Using the same neutral reduces duplicative effort. Selecting and educating two separate ADR professionals requires additional time and expense. Although mediation does not involve formal presentation of evidence, the sole neutral gains substantial knowledge about the dispute during mediation. This familiarity is likely to improve efficiency during arbitration. The rapport, trust, and confidence in the neutral developed during mediation may enhance party comfort in the arbitration phase.

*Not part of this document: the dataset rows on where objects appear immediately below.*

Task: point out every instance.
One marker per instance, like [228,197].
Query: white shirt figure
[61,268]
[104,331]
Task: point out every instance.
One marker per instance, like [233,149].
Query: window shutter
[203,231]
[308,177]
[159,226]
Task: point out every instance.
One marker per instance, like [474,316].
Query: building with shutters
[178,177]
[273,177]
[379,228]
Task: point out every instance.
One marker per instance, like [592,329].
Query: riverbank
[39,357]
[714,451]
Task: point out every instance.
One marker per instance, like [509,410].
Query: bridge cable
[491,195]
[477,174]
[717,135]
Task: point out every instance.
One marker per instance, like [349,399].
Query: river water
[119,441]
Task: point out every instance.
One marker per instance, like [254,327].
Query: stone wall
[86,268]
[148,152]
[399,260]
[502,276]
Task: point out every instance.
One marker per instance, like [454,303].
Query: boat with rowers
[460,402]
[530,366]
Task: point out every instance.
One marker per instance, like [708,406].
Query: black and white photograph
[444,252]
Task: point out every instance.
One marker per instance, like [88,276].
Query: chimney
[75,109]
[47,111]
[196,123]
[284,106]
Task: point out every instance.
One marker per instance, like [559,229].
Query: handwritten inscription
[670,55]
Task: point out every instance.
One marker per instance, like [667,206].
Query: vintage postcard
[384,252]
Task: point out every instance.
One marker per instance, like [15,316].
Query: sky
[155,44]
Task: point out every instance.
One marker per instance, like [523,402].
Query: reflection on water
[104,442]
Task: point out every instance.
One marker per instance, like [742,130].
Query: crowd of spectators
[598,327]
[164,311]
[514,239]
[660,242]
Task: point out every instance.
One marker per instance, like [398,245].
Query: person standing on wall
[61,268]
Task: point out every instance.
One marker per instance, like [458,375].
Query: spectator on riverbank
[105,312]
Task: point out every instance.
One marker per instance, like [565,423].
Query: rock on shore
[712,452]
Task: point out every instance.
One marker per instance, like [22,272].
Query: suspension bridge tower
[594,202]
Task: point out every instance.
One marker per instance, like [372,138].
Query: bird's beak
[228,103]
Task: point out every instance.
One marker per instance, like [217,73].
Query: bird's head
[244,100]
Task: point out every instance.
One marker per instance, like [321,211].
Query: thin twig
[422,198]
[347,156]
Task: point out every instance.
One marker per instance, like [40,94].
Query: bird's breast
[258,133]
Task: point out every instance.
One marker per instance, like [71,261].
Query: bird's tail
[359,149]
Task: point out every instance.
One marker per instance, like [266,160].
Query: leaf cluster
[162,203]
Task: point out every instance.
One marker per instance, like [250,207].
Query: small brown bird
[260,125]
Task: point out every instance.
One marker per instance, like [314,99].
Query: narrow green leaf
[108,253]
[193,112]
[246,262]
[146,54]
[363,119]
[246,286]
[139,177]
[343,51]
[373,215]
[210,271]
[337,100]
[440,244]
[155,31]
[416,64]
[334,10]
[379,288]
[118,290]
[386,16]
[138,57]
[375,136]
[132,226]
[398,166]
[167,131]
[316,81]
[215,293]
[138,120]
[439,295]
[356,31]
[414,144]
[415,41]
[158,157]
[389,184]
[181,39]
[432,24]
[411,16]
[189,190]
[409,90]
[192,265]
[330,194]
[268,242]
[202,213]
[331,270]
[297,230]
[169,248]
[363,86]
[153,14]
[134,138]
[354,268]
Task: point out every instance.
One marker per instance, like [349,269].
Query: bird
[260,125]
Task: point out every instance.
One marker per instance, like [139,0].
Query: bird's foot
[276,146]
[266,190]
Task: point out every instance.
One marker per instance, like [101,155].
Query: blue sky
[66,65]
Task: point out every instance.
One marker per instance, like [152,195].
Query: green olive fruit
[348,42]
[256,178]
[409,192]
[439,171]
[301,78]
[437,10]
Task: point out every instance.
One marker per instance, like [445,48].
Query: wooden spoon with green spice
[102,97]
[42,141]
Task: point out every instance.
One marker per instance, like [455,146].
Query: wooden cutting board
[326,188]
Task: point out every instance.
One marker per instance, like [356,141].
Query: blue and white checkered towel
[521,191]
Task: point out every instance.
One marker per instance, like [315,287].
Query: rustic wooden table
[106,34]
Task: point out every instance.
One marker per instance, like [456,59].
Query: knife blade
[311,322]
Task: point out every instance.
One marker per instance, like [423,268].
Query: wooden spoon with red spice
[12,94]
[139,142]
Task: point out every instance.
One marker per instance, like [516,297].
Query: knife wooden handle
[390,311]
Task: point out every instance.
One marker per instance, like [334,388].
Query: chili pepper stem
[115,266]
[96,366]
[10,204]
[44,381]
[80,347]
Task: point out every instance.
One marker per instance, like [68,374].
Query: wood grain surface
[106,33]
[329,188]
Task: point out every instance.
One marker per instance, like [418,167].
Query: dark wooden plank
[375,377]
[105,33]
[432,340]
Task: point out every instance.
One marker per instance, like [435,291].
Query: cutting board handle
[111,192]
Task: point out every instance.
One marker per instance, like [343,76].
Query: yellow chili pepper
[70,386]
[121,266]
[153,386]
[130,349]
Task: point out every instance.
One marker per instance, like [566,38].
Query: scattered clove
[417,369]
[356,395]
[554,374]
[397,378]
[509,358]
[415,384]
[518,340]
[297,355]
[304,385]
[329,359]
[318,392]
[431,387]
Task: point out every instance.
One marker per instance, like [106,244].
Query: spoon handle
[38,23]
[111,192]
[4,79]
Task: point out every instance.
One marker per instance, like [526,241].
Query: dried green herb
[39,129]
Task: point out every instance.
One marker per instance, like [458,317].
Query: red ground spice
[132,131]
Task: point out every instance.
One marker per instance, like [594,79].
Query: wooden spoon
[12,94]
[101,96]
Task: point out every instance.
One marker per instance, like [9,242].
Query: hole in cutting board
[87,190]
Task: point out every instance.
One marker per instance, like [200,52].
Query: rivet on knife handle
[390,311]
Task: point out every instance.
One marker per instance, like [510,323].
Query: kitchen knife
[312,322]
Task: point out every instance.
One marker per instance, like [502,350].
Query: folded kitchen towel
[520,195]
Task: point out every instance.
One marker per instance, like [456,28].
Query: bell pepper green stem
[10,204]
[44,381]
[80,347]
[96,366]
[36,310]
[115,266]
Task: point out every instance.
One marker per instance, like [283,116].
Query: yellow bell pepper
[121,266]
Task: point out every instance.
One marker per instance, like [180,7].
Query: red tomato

Med-Arb is inherently flexible. Parties may specify a timeframe for mediation, limit the type and amount of discovery, or streamline arbitration procedures. They may agree to limit the number of witnesses, submit joint exhibits, or proceed on documents only. Because the mediator-arbitrator already understands the case, presentation time may be reduced.

Parties may also choose the form of arbitration award: standard, reasoned, or detailed with findings of fact and conclusions of law. A standard award is typically the most cost-effective. Settlement terms may be incorporated into a consent award, strengthening enforceability beyond that of a mediated agreement alone.

Risks of Med-Arb


Despite its advantages, Med-Arb poses certain risks. Critics identify concerns regarding confidentiality, impartiality, due process, diminished candor, and potential undue influence.ii
Confidentiality is foundational to mediation. Mediation communications—oral, written, or nonverbal—are generally inadmissible in subsequent proceedings, subject to limited exceptions, such as threats of harm or party agreement to disclosure.iii However, in Med-Arb, the same neutral hears confidential communications during mediation then later serves as arbitrator, therefore, non-disclosure of mediation communications to the ultimate decision-maker is not possible.

The Michigan Court Rule 2.412 (D)(1) and AAA Commercial Rule M-10 acknowledge that the parties may agree to waive the confidentiality privilege. Therefore, the Med-Arb agreement can expressly retain or waive mediation confidentiality.

Rule 408 of the Federal and Michigan Rules of Evidence similarly exclude offers of settlement from evidence in subsequent proceedings. The rationale is to encourage candid settlement discussions. In Med-Arb, however, exclusion is complicated because the neutral has firsthand knowledge of settlement offers.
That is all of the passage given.